C’est ainsi que commence la préface d’un Recueil d’hymnes et couplets patriotiques, publié à Rouen, en l’an II, et il suffit de parcourir les pages qui vont suivre pour se convaincre que la chanson n’a jamais été plus à la mode que pendant cette période révolutionnaire de 1789 à l’an VIII.
Pour réunir tant de documents, l’auteur a fouillé avec patience dans les bibliothèques, il a compulsé les journaux du temps, les almanachs des muses, etc., et il offre aux lecteurs l’histoire en chansons. Tantôt sur un ton enjoué, tantôt sur un ton sévère, on chante partout!

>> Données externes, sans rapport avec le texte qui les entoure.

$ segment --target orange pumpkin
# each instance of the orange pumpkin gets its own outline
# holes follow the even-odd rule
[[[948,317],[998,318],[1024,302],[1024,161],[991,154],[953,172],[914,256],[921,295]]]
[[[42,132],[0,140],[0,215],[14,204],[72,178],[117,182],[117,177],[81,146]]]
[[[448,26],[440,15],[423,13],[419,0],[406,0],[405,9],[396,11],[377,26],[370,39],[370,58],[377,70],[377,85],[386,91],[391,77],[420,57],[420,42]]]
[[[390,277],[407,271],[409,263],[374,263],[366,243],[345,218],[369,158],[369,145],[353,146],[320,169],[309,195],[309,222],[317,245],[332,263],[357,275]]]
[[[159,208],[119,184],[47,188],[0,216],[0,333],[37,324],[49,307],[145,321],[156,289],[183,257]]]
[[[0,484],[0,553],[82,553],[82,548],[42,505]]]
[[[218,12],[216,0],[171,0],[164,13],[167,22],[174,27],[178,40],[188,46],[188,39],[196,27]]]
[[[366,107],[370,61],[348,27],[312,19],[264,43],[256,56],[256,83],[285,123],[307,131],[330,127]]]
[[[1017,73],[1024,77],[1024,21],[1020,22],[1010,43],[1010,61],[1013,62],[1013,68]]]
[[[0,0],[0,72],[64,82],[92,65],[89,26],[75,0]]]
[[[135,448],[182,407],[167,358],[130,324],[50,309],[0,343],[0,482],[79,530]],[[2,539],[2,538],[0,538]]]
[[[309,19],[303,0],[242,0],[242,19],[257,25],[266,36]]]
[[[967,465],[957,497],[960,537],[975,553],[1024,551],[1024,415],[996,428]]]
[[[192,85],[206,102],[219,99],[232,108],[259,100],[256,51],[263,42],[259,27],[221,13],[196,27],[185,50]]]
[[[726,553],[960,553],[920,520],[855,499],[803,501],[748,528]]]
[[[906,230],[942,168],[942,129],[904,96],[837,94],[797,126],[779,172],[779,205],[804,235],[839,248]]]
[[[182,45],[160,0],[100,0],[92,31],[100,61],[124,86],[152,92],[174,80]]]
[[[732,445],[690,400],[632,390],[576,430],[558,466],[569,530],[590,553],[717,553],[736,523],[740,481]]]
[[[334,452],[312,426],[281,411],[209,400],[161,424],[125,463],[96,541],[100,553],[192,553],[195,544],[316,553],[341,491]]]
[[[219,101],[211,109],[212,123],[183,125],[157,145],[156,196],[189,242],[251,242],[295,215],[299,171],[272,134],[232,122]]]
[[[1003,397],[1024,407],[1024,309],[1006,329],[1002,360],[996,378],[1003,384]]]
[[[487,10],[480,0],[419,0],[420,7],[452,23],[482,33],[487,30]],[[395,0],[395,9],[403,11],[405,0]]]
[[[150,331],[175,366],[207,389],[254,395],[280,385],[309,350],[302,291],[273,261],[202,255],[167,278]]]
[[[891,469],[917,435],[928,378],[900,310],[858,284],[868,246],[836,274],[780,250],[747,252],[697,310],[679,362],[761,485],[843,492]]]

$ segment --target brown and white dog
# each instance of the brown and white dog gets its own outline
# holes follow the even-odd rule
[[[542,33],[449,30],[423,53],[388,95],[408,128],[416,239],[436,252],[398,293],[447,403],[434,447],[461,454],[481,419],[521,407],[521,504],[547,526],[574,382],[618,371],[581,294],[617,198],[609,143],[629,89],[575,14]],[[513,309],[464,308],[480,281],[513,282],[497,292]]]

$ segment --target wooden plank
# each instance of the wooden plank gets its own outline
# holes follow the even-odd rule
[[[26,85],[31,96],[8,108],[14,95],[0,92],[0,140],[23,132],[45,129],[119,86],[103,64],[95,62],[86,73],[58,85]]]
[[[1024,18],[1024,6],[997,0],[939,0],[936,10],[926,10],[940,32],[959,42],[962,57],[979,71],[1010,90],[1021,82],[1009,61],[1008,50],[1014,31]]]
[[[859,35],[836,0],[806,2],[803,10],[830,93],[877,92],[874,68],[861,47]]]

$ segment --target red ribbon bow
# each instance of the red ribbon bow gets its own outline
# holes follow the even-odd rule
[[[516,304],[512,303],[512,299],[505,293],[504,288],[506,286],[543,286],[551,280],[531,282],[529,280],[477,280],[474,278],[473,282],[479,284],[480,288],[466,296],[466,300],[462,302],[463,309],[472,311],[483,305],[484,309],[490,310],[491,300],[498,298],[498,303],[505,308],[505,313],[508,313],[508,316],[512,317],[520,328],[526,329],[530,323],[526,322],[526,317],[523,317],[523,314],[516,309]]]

Dans la rue, dans les festins, dans les théâtres, dans les réunions publiques, à la barre de la Convention, où Chenard et Narbonne, de la Comédie Italienne, chantent des couplets le 5 juillet 1793; à la tribune même, où, le 18 septembre de l’an II, les volontaires jurent d’expulser les despotes sur l’air:
Du serin qui te fait envie,
tout y passe tour à tour; cela commence au serment du Jeu de paume, célébré sur l’air:
Mon petit cœur à chaque instant soupire,
puis on chante la Bastille, et les Droits de l’homme, et l’emprunt forcé, et les réquisitions et le divorce... on chante même
La douce guillotine
Aux attraits séduisants!
qui revient encore dans d’autres couplets, sous une forme persuasive, car, après tout,
Il vaut beaucoup mieux obéir,
Que de se faire raccourcir.
D’abord on a chanté sur l’air de Vive Henry quatre:
Vive Louis seize
Le bon Roi citoyen!
puis viennent les cris de mort contre les Rois et les hymnes à Marat, pour finir par les couplets à Bonaparte!
Dans cette rage de tout mettre ainsi en couplets, ce ne sont pas seulement les passions politiques, les sentiments patriotiques qui excitent la verve des chansonniers, on fait rimer le texte des décrets, des articles des lois, et jusqu’à la liste complète des noms des représentants. C’est un genre de poésie fort à la mode.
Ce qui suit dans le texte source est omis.